The tin worked free of the metal pipe, black soot coating it as well as Jack's hand. Howie danced about him, clenching and unclenching his hands with giddiness. Jack heard his voice but had learned long ago how to not listen. The tin's lid popped off with a cough of ancient air, like an unearthed tomb. Jack couldn't imagine there was much left inside; no more than dust. Ossie wouldn't have kept it all and left his daughter to live this way. Not Tully.
"Thirty-seven fuckin' thousand dollars, Ev'rest!!!" Howie squealed in his ear, smacking the man on the shoulder.
"What'd I say about language?" Jack growled quietly as he snatched a doily from under the violets to wipe clean his hands before touching the crisp bills inside.
"Is it all there?

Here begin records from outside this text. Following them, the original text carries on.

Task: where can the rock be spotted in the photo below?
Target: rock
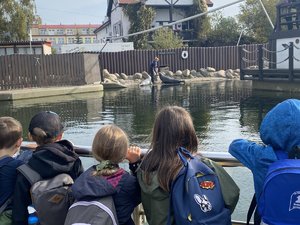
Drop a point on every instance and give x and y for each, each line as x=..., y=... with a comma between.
x=186, y=73
x=178, y=73
x=124, y=76
x=210, y=69
x=169, y=73
x=145, y=75
x=137, y=76
x=194, y=73
x=220, y=73
x=105, y=73
x=204, y=72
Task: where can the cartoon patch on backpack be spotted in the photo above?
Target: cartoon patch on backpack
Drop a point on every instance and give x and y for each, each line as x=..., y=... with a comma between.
x=295, y=201
x=203, y=202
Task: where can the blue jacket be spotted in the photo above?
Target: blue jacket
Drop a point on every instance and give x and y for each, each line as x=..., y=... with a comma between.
x=122, y=186
x=279, y=131
x=8, y=177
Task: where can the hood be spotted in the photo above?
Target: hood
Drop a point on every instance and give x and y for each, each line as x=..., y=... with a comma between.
x=280, y=128
x=89, y=187
x=53, y=158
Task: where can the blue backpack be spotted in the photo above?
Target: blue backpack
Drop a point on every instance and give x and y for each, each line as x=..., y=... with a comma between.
x=279, y=202
x=196, y=196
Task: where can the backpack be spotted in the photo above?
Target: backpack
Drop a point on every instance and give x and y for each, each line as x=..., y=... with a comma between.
x=196, y=195
x=101, y=212
x=51, y=198
x=279, y=202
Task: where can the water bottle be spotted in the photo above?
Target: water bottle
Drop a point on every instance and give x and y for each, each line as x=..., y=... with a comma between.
x=32, y=218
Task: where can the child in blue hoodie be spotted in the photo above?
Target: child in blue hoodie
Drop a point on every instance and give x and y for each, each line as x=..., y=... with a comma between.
x=280, y=134
x=110, y=147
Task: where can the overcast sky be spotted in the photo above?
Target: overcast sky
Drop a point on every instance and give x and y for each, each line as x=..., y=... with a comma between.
x=92, y=11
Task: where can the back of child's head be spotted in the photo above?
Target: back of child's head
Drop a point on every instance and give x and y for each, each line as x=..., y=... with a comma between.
x=280, y=127
x=10, y=132
x=173, y=128
x=110, y=144
x=45, y=127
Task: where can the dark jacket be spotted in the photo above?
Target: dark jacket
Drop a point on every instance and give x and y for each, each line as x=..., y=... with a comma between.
x=8, y=175
x=279, y=131
x=48, y=160
x=122, y=186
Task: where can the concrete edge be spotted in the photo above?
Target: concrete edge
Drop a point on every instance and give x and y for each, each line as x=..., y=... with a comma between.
x=48, y=91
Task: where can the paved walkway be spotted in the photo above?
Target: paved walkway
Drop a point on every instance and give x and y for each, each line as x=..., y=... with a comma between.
x=28, y=93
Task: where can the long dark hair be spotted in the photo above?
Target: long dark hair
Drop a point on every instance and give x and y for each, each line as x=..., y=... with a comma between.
x=173, y=128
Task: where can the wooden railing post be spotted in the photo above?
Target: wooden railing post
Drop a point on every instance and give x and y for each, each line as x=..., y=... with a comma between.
x=291, y=61
x=242, y=73
x=260, y=62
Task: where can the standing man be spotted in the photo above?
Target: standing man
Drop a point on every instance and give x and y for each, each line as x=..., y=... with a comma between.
x=154, y=69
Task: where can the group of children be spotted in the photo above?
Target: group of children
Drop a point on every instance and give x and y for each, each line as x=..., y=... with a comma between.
x=151, y=176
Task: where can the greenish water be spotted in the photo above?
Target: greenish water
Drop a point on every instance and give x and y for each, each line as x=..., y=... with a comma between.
x=222, y=111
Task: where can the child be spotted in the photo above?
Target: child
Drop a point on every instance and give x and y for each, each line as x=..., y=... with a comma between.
x=10, y=142
x=173, y=128
x=280, y=134
x=51, y=157
x=110, y=147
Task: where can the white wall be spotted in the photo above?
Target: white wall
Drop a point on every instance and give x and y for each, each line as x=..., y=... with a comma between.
x=283, y=55
x=109, y=47
x=162, y=2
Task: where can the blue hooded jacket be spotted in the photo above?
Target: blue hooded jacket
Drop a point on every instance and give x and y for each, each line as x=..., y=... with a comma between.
x=279, y=131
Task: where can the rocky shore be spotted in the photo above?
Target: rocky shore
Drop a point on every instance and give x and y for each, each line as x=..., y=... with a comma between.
x=187, y=75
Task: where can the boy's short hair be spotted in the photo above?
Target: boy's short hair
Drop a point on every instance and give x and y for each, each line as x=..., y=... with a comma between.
x=10, y=132
x=47, y=121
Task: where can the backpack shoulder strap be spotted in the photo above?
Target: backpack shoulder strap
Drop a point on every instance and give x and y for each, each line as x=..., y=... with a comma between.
x=31, y=175
x=5, y=204
x=5, y=160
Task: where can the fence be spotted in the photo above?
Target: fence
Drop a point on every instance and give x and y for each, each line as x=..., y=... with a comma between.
x=25, y=71
x=130, y=62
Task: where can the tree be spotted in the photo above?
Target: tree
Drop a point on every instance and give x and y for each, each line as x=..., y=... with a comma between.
x=201, y=24
x=254, y=20
x=16, y=16
x=140, y=17
x=166, y=38
x=225, y=31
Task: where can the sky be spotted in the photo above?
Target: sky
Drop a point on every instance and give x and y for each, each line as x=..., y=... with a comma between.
x=92, y=11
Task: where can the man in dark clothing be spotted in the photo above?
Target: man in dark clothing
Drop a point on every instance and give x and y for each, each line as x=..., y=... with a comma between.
x=50, y=158
x=154, y=69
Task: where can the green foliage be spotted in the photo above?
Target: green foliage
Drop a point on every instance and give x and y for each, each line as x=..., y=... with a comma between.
x=15, y=18
x=254, y=20
x=201, y=24
x=140, y=17
x=225, y=31
x=165, y=38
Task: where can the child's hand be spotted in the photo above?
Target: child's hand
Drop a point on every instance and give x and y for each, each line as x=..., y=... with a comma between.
x=133, y=154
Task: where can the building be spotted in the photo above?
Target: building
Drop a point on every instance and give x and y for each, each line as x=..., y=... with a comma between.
x=25, y=47
x=64, y=34
x=117, y=22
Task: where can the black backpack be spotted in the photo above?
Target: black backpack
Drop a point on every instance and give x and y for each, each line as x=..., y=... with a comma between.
x=51, y=198
x=100, y=212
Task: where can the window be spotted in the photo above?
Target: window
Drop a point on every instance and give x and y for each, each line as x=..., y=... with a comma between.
x=61, y=40
x=70, y=40
x=88, y=40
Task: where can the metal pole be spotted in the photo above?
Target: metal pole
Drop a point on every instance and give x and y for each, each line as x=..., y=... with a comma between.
x=237, y=44
x=178, y=21
x=270, y=21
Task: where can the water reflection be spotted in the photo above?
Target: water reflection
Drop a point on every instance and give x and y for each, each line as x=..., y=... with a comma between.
x=222, y=111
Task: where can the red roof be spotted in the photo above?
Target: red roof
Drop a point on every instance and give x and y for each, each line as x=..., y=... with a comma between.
x=64, y=26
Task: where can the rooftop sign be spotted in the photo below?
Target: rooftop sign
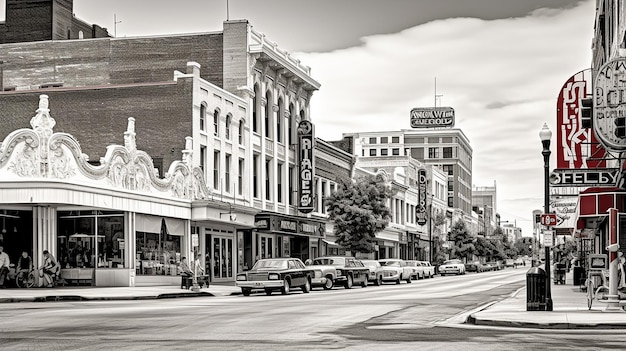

He kept all of it??" Howie screeched.
Jack swatted him back with one hand, the junior little more than a gnat. Flipping through Jack shrugged. "He barely touched it. Only a few hundred missing if any."
"I want mine."
Jack lifted his dark eyes. "I'm sure you do."
The man lifted one thick bundle from the tin. One of three. Howie's face soured quickly. The tin rattled as Jack thrust it against the man's chest. "You take that, and I don't ever want to see you again. Understood? Never. Not death or salvation."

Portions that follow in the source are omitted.